You are an over-achieving and type-A personality and there is a place in the workforce for you. You’ve come a long way with your experiences and have a great deal to offer! Remember to take a little time for yourself after your son’s graduation. Congratulations Mom as your son Graduates! He got there because of you! That’s the hardest job in the world, so any other career path you choose will be a breeze providing you accommodate for your limitations.
I need time to think through some ideas, but wanted to reply for now. I did include a few thoughts, but you don’t need to make up your mind today! Just know there is plenty for you to remain independent, and you are employable. I’m thinking that returning to work part-time off-shifts where stimuli is less when that is possible would be a route to begin thinking of. What I would suggest for TBI survivors and others with challenges of any sort would be things such as working at Hospice Centers, Home Health, Community Service areas, etc.

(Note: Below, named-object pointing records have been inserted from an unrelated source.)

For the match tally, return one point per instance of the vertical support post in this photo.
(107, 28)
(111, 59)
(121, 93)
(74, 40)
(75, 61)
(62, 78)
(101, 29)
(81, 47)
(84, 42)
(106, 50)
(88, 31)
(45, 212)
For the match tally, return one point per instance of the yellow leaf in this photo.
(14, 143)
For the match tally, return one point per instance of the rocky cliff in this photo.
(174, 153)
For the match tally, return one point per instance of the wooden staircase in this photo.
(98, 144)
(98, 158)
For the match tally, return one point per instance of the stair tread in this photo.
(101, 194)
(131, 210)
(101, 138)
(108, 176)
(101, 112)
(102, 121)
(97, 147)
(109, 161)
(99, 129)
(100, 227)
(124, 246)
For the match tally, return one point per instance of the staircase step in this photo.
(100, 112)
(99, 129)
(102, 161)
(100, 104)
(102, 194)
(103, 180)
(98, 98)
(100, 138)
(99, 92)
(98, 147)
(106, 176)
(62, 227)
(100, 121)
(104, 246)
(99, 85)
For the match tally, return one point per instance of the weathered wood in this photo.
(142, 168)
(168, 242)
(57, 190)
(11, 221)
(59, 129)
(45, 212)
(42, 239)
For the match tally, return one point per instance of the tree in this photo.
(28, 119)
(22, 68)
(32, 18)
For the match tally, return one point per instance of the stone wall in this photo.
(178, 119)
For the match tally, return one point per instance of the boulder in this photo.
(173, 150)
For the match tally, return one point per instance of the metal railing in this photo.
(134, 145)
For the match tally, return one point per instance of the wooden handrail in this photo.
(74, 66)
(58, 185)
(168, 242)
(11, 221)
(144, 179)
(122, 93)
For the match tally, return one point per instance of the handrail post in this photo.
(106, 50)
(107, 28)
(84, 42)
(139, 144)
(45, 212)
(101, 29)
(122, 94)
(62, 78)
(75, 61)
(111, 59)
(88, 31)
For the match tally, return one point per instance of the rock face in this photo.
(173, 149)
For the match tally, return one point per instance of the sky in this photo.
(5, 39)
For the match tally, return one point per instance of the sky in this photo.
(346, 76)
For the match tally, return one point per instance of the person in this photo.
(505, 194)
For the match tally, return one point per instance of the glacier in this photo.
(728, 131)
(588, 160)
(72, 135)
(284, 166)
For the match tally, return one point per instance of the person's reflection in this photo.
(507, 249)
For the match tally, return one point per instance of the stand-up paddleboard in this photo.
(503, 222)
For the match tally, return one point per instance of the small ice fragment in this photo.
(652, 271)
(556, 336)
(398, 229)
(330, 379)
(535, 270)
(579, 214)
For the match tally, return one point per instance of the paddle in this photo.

I definitely would not mention any limitation to any employers, simply because of discrimination…it happens even with the American Disability Act (ADA). They do not hire. Even after being hired do not disclose any personal information EVER, because it will be held against you as though you’ve done something wrong…and as unfair as that is it happens all the time. And it happened to me! This is something very common in nursing, and in nursing schools.
What most TBI survivors and others with similar conditions have in common that the general population doesn’t is this: You have learned to compensate for many different things and that is a plus in today’s society! Most people just go about their lives without such mishap, but the slightest things will throw them off course and they have a catastrophic reaction for simple things. Now survivors are strong in so many ways … and assets to every company that hires these individuals! Make a plan ahead of time how you would handle certain crisis in the workplace. I will write a post on this in the future. If you think it through ahead of time and have a plan and rehearse it (and don’t forget it!lol)…you will always be successful!
I’m concerned about how you are doing. Let me know. You are not alone, and that is why I am here. Step aside and take care of Jen! Hope this helps a little. Stay Safe.